The selective outrage that pours out effusive white-hot grief and anger over white secular French victims, while passing quickly over brown Shi’ite and Christian Arabic victims stems, I believe, from a highly-selective memory. At that, a selective memory driven by a prideful need to leave uncomfortable questions of recent imperialism and state-driven violence unexplored. We in the West, broadly speaking, including France, Britain and the United States, do not particularly like being confronted with the fruits of our own evil. Such confrontation might provoke reflection; it might provoke questioning of our authorities; it might provoke contrition and repentance. How much simpler it is when we can draw the line between good and evil, straight down neat geographical and political lines!

It’s no comfort at all to the victims, of course, who have little enough to do with the actions of their governments, even in an age which still hasn’t quite managed to drop the pretense of being democratic. But reality isn’t quite so simple. The attacks of Daesh are heinous and wicked enough, but they are not mindless and they do not happen in a vacuum. The uncomfortable question should be asked: would these attacks have happened at all if the American and French governments had treated their Russian and Syrian counterparts – the ones who are now forced to fight Daesh, the latter for its very survival – with greater respect, or paid greater heed to the warnings that had always been given to us?

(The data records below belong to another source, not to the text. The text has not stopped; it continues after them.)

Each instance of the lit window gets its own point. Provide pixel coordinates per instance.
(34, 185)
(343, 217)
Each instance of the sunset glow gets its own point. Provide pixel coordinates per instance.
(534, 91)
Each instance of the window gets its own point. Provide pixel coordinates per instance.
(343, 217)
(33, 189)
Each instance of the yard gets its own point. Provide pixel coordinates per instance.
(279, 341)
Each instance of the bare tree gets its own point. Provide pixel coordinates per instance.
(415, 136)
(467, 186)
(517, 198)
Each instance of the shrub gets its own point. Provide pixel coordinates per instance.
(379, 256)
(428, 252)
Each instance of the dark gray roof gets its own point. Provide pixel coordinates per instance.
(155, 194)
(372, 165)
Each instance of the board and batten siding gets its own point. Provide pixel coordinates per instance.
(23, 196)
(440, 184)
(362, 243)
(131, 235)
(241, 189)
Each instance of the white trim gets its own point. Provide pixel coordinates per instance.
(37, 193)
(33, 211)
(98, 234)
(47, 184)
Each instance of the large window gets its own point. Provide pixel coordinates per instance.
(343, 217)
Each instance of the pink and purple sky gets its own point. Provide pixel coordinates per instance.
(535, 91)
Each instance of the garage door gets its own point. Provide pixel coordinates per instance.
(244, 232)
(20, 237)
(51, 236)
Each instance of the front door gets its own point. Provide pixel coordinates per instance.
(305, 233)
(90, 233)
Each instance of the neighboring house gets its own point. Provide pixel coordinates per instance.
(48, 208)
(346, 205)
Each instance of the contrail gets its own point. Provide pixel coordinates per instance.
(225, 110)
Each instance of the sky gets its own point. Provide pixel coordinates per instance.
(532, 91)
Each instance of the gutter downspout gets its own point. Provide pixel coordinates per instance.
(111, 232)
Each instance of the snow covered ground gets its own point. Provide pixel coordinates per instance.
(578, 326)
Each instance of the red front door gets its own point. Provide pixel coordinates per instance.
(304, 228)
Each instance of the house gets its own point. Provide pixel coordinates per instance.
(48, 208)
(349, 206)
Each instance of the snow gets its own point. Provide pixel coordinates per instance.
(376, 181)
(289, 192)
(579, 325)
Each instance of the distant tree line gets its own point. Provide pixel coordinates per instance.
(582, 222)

But it strikes me that this selective memory is a necessity, indeed a psychological crutch, for those who subscribe to the insane superstition – I know not what else to call it – that the interventionist foreign policy our governments in the West have been pursuing consistently this past decade and a half serves any real purpose, or will somehow keep us safe. Has France’s belligerent foreign policy toward Syria kept it safe from attacks like this one, or the one in January? Has anyone’s safety and welfare been served at all by our aggressive and punitive posture against Russia? Is our selective attention in these cases coming from an unwillingness to acknowledge the lack of accountability in our own political institutions, and our ignorance and powerlessness in the way that they function?